CARSON CITY, NV -- The Nevada State Legislature is receiving a message, loud and clear.  Toby Stump, a Paiute from the Reno Sparks Indian Colony, wants to see lawmakers crack down on bear hunting laws in the state.  He, and about thirty fellow Native Americans in front of the legislature yesterday, were all pushing lawmakers to pass Senate Bill 82, which could end black bear hunting in Nevada.

Stump says bear hunting problems increase as the state’s population rises.  “You move into somewhere, you want to clean up and make it nice and cozy for yourself but then you gotta also adapt to what’s going on and what’s been there and right now the bears have been here,” says Stump.

Stump says the group’s goal is to end bear hunting completely, but finding a way to slow down the killings would be a good short term solution.  “How much do you need to hunt? Until it’s gone? Or maybe one every ten years?

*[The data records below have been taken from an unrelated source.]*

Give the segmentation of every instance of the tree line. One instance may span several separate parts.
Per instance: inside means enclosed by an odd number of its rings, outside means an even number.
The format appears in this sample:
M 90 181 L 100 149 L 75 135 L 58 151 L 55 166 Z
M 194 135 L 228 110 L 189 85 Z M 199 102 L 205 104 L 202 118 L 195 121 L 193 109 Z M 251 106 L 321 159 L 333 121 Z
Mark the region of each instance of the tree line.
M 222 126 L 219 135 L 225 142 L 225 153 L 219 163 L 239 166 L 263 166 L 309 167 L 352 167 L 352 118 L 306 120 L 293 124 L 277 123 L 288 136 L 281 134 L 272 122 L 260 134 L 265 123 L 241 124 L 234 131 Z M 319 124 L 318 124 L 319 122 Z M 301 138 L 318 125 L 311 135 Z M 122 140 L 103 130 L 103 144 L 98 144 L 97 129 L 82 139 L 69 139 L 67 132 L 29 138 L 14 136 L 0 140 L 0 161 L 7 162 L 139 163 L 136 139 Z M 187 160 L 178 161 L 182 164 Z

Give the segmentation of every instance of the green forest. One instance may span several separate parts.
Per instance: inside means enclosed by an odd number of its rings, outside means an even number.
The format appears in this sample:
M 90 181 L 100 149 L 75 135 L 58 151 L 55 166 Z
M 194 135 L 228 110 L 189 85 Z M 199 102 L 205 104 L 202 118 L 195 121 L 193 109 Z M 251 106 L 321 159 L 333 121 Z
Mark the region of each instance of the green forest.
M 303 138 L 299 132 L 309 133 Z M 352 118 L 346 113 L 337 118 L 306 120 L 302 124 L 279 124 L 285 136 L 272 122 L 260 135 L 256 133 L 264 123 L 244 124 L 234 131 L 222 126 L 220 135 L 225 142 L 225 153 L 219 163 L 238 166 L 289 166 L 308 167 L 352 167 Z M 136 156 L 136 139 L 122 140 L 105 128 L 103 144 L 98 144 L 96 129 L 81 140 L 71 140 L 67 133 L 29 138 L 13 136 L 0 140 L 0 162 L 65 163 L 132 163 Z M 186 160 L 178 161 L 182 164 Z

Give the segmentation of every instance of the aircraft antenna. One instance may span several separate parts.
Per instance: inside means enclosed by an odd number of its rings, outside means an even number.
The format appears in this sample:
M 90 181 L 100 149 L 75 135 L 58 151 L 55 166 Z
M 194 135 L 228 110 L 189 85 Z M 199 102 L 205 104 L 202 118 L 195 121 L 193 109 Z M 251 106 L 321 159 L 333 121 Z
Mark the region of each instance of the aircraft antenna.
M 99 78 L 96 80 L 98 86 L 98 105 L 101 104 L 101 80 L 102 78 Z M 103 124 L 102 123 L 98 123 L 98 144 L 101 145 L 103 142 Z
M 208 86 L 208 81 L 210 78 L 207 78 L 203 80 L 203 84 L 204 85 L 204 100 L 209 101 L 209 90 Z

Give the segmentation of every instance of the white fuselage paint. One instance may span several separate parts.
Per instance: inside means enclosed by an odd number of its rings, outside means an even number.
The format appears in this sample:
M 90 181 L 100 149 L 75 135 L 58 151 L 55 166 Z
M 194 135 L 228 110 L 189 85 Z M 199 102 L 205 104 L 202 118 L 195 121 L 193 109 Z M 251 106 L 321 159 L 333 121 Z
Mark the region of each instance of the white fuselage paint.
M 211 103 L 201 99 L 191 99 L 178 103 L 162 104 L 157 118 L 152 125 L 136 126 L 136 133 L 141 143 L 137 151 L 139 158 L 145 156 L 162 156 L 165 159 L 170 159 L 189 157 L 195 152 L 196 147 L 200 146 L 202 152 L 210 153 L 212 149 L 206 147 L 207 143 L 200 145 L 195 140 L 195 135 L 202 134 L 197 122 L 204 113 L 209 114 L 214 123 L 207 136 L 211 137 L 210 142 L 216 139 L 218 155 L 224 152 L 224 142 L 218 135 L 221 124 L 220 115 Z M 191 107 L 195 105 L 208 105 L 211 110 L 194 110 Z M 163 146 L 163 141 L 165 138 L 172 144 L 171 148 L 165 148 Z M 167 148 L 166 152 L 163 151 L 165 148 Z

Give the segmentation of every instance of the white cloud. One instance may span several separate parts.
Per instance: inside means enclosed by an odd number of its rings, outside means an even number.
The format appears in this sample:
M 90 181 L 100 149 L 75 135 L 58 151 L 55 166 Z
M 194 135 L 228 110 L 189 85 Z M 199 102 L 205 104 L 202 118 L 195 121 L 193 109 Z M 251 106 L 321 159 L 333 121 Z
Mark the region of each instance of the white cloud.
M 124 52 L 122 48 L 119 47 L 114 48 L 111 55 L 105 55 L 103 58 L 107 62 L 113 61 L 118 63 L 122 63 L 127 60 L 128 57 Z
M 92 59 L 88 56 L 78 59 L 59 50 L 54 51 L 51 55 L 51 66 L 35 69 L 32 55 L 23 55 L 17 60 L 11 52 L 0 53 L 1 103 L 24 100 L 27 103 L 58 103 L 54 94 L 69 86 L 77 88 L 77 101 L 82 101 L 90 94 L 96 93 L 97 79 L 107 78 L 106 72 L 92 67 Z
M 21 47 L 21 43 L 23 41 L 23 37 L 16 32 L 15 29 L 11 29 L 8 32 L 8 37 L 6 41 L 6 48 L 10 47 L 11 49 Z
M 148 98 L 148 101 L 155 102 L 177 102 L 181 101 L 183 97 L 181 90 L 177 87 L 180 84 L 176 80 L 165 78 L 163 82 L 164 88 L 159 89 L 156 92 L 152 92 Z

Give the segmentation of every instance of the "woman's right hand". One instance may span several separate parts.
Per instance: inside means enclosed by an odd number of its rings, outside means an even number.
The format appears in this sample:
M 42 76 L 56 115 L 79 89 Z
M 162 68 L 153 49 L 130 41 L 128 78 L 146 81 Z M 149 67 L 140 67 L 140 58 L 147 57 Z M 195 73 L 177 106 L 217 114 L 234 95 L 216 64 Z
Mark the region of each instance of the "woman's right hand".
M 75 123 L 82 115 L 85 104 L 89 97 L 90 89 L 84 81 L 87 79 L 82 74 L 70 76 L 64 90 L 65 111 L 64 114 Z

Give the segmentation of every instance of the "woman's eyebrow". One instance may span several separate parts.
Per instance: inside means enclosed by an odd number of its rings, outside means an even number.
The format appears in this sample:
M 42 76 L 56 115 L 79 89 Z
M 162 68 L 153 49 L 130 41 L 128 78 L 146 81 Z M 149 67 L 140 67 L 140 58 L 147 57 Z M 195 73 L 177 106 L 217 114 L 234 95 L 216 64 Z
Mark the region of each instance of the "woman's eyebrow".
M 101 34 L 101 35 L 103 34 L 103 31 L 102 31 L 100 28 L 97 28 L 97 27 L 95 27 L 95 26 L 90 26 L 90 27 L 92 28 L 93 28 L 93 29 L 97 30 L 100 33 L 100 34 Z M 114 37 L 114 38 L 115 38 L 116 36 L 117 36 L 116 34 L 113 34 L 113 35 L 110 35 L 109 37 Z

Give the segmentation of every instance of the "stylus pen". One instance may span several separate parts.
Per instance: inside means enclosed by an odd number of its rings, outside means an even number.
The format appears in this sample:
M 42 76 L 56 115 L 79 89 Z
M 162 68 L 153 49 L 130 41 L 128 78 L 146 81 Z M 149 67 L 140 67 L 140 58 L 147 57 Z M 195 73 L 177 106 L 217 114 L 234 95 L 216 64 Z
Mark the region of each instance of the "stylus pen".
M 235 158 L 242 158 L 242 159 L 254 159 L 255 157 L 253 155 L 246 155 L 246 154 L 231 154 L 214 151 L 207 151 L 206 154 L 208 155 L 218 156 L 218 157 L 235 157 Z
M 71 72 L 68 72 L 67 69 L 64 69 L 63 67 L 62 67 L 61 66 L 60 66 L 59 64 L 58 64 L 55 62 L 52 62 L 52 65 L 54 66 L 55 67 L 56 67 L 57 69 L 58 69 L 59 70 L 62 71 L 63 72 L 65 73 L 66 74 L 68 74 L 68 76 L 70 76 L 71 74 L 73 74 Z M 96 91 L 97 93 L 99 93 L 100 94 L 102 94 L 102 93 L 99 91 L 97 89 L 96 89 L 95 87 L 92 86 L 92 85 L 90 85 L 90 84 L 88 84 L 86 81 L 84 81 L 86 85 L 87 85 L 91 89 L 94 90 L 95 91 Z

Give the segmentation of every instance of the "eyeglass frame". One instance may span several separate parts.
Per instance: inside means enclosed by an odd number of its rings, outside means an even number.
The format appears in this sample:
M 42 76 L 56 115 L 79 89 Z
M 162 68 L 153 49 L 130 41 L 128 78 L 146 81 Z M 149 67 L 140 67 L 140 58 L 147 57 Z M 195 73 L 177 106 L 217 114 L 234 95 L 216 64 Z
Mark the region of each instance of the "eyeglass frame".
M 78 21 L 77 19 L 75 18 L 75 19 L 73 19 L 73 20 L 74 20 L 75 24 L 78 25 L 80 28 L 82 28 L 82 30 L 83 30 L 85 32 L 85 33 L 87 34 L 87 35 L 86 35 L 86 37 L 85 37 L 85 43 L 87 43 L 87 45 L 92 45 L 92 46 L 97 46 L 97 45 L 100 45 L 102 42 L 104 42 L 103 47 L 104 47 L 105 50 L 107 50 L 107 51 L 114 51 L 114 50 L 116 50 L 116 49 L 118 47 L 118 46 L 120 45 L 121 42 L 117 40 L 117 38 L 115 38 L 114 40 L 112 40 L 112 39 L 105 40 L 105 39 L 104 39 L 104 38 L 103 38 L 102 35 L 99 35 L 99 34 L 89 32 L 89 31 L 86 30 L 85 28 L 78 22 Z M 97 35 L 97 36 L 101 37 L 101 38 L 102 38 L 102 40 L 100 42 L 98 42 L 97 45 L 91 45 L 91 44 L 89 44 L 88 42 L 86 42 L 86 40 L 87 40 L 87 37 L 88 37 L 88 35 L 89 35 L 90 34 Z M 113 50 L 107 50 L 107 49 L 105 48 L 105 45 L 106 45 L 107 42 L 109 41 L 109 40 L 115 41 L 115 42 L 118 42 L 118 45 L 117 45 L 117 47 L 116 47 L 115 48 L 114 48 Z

I don’t know,” says Stump. “To me, something needs to happen.”

Environmental group Sustainable Tahoe says there is a third option beyond protection and slaughter.  Executive Director Jacquie Chandler is meeting with senators and assemblymen inside the state capital to discuss a solution they think is best for people on both sides of the argument. “The tourism around viewing natural assets and native creatures is way more money than we're ever going to make killing and destroying them,” says Chandler.

Chandler believes attractions called ‘picture safaris,’ vacations centered on watching animals in the wild, boost any region’s economy immensely.  “Slaughtering of wild horses and the bears, that’s peanuts compared to the bigger money and they would destroy long term prosperity,” says Chandler. “I’m talking about long term profit that would be sustainable that would fill our hotels four seasons.”

Experts estimate animal viewing in British Colombia, where ‘picture safaris’ are popular, rakes in seven million dollars annually while hunting nets around two.